Algunos estudiosos afirman que sus trabajos más originales los realizó en los años 90 y 2000. Por eso Bourgeois continúa ejerciendo influencia en los jóvenes artistas. Se sabe que recibía a los nuevos creadores en su residencia de Chelsea, a la hora del té, y tenían que llevar una obra para mostrarla a todos. Resulta fascinante ver con detenimiento las imágenes de esa casa donde vivió la mayor parte de su vida con su familia. La vemos un tanto caótica, un poco desordenada, llena de papeles, dibujos y recortes de revistas colgados en la gran pared del salón. Imaginamos a la artista en su interior con el pelo recogido, sus ojos inquietantes y gesticulando con sus manos, su otro yo.

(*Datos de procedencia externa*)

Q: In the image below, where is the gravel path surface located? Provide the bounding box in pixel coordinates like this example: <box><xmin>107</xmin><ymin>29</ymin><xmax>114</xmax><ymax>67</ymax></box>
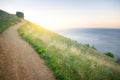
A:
<box><xmin>0</xmin><ymin>21</ymin><xmax>55</xmax><ymax>80</ymax></box>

Su asistente personal, Jerry Gorovoy, en una entrevista concedida tras la muerte de la artista, habla del esfuerzo de Louise para someterse a una rutina diaria de trabajo, a pesar de su edad: “Todas las mañanas a las diez la recogía para llevarla a su estudio de Brooklyn. Incluso me dedicó una serie de dibujos que tituló “10 AM is when you come to me”. Era una mujer excepcional”.

PALABRA DE LOUISE
–“Tenía la sensación de que la escena artística pertenecía a los hombres y de que yo estaba, en cierto sentido, invadiendo sus dominios”.
–“Todas las obras que he realizado en los últimos 50 años, todos mis temas se han inspirado en mi infancia. Nunca ha perdido su halo mágico, su misterio, su drama”.
–“No estoy influenciada por los surrealistas, los conocí cuando yo estudiaba en París. Ellos vivían en la Rue du Seine, tenían su galería y yo me paraba y hablaba con ellos”.
– “Mi feminismo se expresa mediante un profundo interés en lo que hacen las mujeres. Pero soy una persona muy solitaria. Reunirme con otra gente no me ayuda lo más mínimo”.
–“Tienes que contar tu historia, y tienes que olvidarla. Olvidas y perdonas. Eso te libera”.
Este texto parte de la exposición Louise Bourgeois. Estructuras de la existencia: las Celdas, que permanecerá hasta el 4 de septiembre de 2016 en el Museo Guggenheim de Bilbao.
FIRMAS SUMERGIDAS | FLORINDA SALINAS
Florinda Salinas nació en Sevilla. Licenciada en Periodismo por la Universidad de Navarra, trabajó durante dos décadas en la revista Telva, de la que fue subdirectora. Posteriormente fue redactora jefe del diario El Mundo y directiva en el grupo ¡Hola! Es autora del libro “La mujer visible” (Digital Reasons), donde analiza el paso de la mujer en la sombra a la mujer en el mundo. “Siempre me produjo desazón entrar en casa del hombre importante que iba a entrevistar y escuchar los pasos de su mujer alejándose por el pasillo hacia el invisible mundo de lo doméstico”, plantea en su introducción.